トラウマのトンネル
投稿者:偽美 (28)
トンネルって怖くないですか?
近所にあるトンネルは距離にすればたった700メートルほどしかないので車なら一瞬、自転車でもまあすぐ通り抜けられます。だから
歩いてもそんなに大したことないだろうと思って行ったんですけどこれが間違いでした。入ってすぐに出口の光が見えるのにいつまでたっても
その出口にたどり着ける感覚がしない、ただずっと先の出口の光は見えたまま……。これはやばいと思いました。そして何よりも問題なのは、このトンネルの出口付近は少しカーブになってて中からは外の様子がよく見えないことなんですよね。なので
「もしこのまま出られなかったらどうしよう」
という恐怖心と闘いながらひたすら歩き続けました。
するとついにその時が来たのです。出口付近のカーブをゆっくり曲がった瞬間目の前には光が広がっていました!ああよかったやっと外に出られたんだ……そう思い安心しきっていたところ、次の瞬間私はとんでもない光景を目の当たりにしてしまったのです。

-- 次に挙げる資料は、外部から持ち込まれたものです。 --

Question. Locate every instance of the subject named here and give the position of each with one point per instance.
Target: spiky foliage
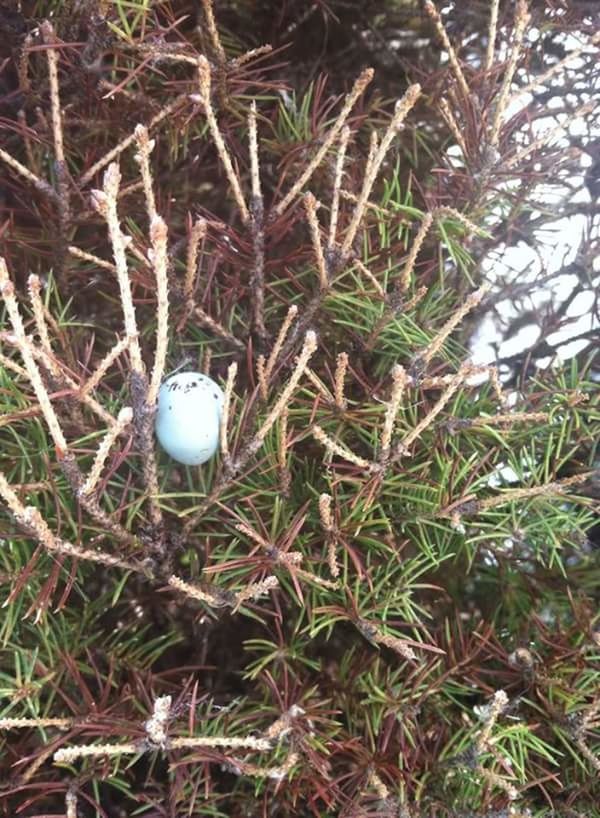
(380, 598)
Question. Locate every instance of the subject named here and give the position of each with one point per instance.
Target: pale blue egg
(188, 417)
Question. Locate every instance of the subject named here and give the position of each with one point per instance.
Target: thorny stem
(129, 140)
(357, 90)
(402, 448)
(227, 477)
(339, 381)
(204, 82)
(456, 68)
(231, 375)
(266, 370)
(522, 18)
(492, 30)
(337, 186)
(399, 384)
(333, 447)
(257, 229)
(197, 234)
(124, 419)
(311, 206)
(434, 347)
(403, 107)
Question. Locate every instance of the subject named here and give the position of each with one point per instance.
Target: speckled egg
(188, 417)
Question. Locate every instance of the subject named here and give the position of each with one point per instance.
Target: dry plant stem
(439, 26)
(211, 598)
(311, 206)
(266, 370)
(204, 82)
(333, 447)
(492, 31)
(328, 525)
(308, 349)
(228, 477)
(496, 707)
(129, 140)
(142, 157)
(374, 781)
(206, 321)
(374, 634)
(337, 186)
(434, 347)
(99, 262)
(522, 18)
(402, 109)
(64, 208)
(494, 379)
(8, 363)
(277, 772)
(197, 235)
(409, 266)
(158, 238)
(64, 379)
(545, 490)
(23, 65)
(254, 591)
(207, 7)
(71, 804)
(27, 723)
(453, 384)
(35, 286)
(30, 519)
(106, 203)
(510, 419)
(257, 228)
(357, 90)
(282, 448)
(156, 726)
(393, 307)
(259, 51)
(8, 293)
(339, 381)
(231, 375)
(124, 419)
(206, 361)
(398, 387)
(453, 126)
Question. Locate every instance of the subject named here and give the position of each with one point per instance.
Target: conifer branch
(357, 91)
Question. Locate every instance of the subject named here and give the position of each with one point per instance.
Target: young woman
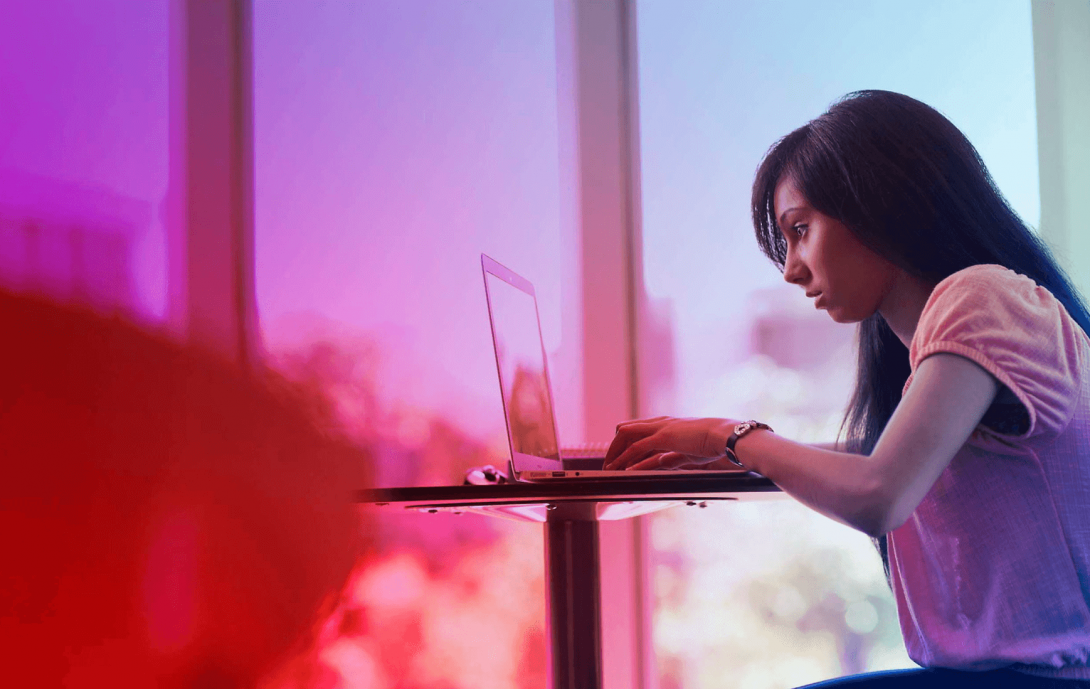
(967, 454)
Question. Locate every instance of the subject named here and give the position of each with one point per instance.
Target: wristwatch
(741, 430)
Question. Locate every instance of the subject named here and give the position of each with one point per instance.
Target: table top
(614, 498)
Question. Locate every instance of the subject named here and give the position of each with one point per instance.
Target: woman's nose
(795, 270)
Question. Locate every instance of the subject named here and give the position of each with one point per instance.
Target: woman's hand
(668, 443)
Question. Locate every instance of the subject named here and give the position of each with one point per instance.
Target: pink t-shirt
(993, 567)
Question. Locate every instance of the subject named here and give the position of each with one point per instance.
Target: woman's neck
(904, 303)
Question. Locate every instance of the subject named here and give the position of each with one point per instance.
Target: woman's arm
(876, 494)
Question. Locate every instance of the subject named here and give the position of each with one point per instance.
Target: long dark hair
(910, 186)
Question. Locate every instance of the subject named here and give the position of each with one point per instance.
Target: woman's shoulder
(990, 286)
(988, 274)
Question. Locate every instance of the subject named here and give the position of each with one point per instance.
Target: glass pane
(84, 153)
(395, 143)
(771, 594)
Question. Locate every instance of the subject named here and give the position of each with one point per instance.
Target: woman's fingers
(663, 461)
(628, 433)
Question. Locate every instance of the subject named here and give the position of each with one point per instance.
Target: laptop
(527, 393)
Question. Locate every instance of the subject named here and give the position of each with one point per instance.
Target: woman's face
(846, 278)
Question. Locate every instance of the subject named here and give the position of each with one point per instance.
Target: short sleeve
(1016, 330)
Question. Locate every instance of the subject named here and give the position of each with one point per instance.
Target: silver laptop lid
(523, 370)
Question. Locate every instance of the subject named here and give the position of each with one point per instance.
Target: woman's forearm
(839, 485)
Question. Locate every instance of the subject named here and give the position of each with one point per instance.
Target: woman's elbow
(881, 510)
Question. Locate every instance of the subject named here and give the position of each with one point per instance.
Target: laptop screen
(520, 358)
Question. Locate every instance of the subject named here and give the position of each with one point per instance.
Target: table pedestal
(574, 606)
(570, 512)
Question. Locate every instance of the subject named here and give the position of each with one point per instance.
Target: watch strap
(740, 431)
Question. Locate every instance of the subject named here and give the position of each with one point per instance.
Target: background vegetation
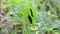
(45, 16)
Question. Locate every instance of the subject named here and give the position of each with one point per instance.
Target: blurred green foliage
(46, 15)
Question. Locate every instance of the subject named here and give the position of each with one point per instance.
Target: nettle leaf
(30, 15)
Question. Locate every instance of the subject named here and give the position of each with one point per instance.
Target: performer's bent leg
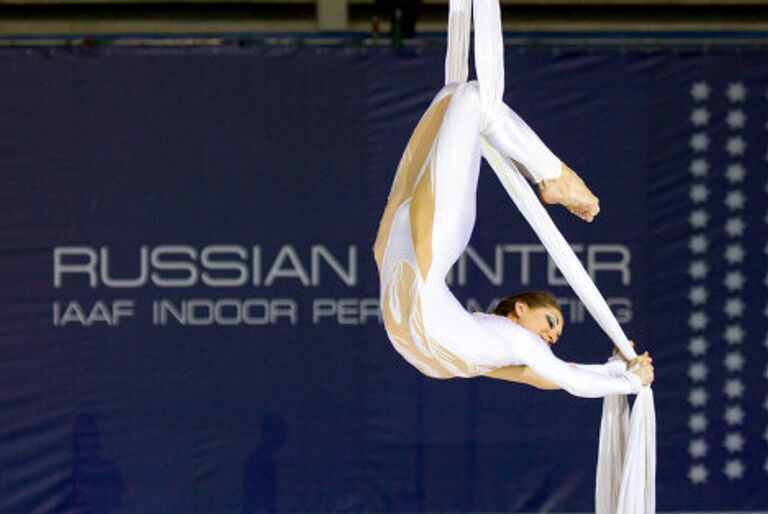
(511, 136)
(456, 170)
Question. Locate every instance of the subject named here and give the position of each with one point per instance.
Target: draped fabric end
(626, 468)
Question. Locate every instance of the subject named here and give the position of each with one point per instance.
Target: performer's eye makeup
(552, 320)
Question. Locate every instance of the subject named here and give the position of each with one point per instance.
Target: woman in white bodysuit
(427, 224)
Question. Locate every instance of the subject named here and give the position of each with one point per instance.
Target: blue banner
(190, 315)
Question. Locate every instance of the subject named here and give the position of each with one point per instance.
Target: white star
(698, 397)
(734, 307)
(737, 92)
(698, 448)
(734, 334)
(735, 200)
(735, 119)
(699, 116)
(699, 142)
(697, 474)
(734, 253)
(735, 227)
(698, 243)
(698, 218)
(734, 146)
(698, 321)
(699, 167)
(698, 269)
(698, 295)
(700, 90)
(734, 415)
(698, 422)
(734, 388)
(734, 442)
(699, 193)
(733, 280)
(735, 173)
(734, 361)
(698, 371)
(734, 469)
(697, 346)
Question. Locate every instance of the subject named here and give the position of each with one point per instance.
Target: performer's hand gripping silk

なんとそこは以前見た景色とはまるで違う場所だったのです。見慣れた風景なのに全く知らない場所に来てしまったような違和感を覚えながらもひとまず家に帰ることにしました。しかしいくら走ってもその家にたどり着くことはありませんでした。それどころか自分の住んでいる町すら見つけることができません。もう完全にパニックになりましたよ。
こんなところで迷子になるなんて想像だにしていませんでしたから。
とにかく必死に走り回りました。そのうちに疲れ果ててしまい、どこか座れる場所はないかと探していました。そしたらちょうど公園を見つけたんでそこに腰掛けました。
もうこの時点でかなり絶望的な状況でしたが、なんとか冷静になろうとして考え事を始めました。しばらくすると一人の女の子がこちらに向かってきているのが見えたので、
「あのーすみませんちょっと道を教えて欲しいんですけど……」
と言いかけようとしたところその子の姿を見た途端なぜか急に意識を失ってしまいました。
そして気がついた時にはベッドの上で寝かされていました。起き上がるとそこには心配そうな顔をして私を見つめる両親がいました。私は泣きながら両親に抱きつき無事だったことを報告しました。
その後病院で検査をしてもらった結果、特に異常はなかったので無事に帰宅することができました。あの時の体験は何度思い出しても恐ろしいものです。それ以来私は歩いてトンネルに入ることができなくなってしまいました。